UK corporate governance – FRC publishes updated UK Corporate Governance Code
The Financial Reporting Council has today published a revised UK Corporate Governance Code which will apply from 1 January 2025.
2024 UK Corporate Governance Code
The Financial Reporting Council (FRC) has today published a revised UK Corporate Governance Code (2024 Code) which in 2025/2026 will replace the current version of the UK Corporate Governance Code (2018 Code) (see FRC statement). The UK Corporate Governance Code is applicable to all companies with a premium listing, whether incorporated in the UK or elsewhere.
The FRC noted that following its consultation on the revisions to the 2018 Code, the 2024 Code has been designed to take a targeted approach, focusing on a limited number of changes to ensure the right balance is struck between UK competitiveness and positive outcomes for companies, investors and the wider public. The 2024 Code continues to uphold the flexibility of ‘comply or explain’ reporting and seeks to deliver improvements that promote trust, transparency and accountability in companies.
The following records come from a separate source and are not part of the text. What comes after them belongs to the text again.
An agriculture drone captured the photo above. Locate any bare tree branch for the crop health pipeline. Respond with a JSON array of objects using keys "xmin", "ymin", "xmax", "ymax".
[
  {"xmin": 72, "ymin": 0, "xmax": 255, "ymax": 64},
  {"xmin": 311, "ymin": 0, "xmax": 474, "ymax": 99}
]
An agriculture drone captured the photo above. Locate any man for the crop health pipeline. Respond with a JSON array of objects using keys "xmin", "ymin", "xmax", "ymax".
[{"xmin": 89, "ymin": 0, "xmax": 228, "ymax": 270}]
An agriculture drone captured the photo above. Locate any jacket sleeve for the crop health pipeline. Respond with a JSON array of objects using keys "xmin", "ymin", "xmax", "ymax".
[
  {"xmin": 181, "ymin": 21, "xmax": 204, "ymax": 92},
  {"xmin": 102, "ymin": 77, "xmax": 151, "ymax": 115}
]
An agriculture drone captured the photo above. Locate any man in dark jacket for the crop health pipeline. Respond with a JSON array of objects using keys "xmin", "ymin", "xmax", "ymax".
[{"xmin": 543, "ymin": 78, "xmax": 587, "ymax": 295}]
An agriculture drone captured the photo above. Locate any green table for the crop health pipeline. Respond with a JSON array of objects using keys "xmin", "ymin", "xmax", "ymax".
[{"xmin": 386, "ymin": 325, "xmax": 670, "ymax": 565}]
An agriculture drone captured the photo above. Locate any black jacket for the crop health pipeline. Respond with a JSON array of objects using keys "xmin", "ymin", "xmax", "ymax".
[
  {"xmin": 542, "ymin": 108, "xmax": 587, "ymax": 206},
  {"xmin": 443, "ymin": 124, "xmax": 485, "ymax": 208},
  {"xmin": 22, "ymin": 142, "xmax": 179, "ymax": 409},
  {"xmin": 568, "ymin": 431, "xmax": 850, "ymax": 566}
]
In terms of key changes incorporated in the 2024 Code:
- A new Principle C has been included to encourage companies to report on board decisions and their outcomes in the context of the company’s strategy and objectives (rather than making declaratory or boilerplate statements). Where boards report on departures from the 2024 Code’s provisions, they should provide a clear explanation;
- Principle J has been amended to promote diversity, inclusion and equal opportunity, without referencing specific groups. The list of diversity characteristics has been removed to indicate that diversity policies can be wide ranging;
- Principle O has been amended to make boards responsible not only for establishing but also maintaining the effectiveness of the risk management and internal control framework. In addition, a number of provisions related to Audit Committees have been removed from the 2024 Code, to avoid duplication, as these provisions are now contained within the Audit Committees and the External Audit: Minimum Standard;
- Provision 29 has been amended to set out the disclosures that boards should include in their annual reports with respect to their company’s risk management and internal controls, including, notably, boards making a declaration in the annual report in relation to the effectiveness of their material controls;
- Provision 37 has been amended to include that directors’ contracts and/or other agreements or documents which cover director remuneration should include malus and clawback provisions; and
- A new Provision 38 has been included, which asks companies to include in their annual reports on remuneration a description of their malus and clawback provisions, including: (i) the circumstances in which malus and clawback provisions could be used; (ii) a description of the period for malus and clawback and why the selected period is best suited to the organisation; and (iii) whether the provisions were used in the last reporting period and if so, a clear explanation of the reasons for their use.
The 2024 Code will apply to financial years beginning on or after 1 January 2025, save for Provision 29 which will apply to financial years beginning on or after 1 January 2026 (until then, Provision 29 of the 2018 Code will continue to apply).
The 2024 Code will be supported by revised guidance, which the FRC expects to publish on 29 January 2024.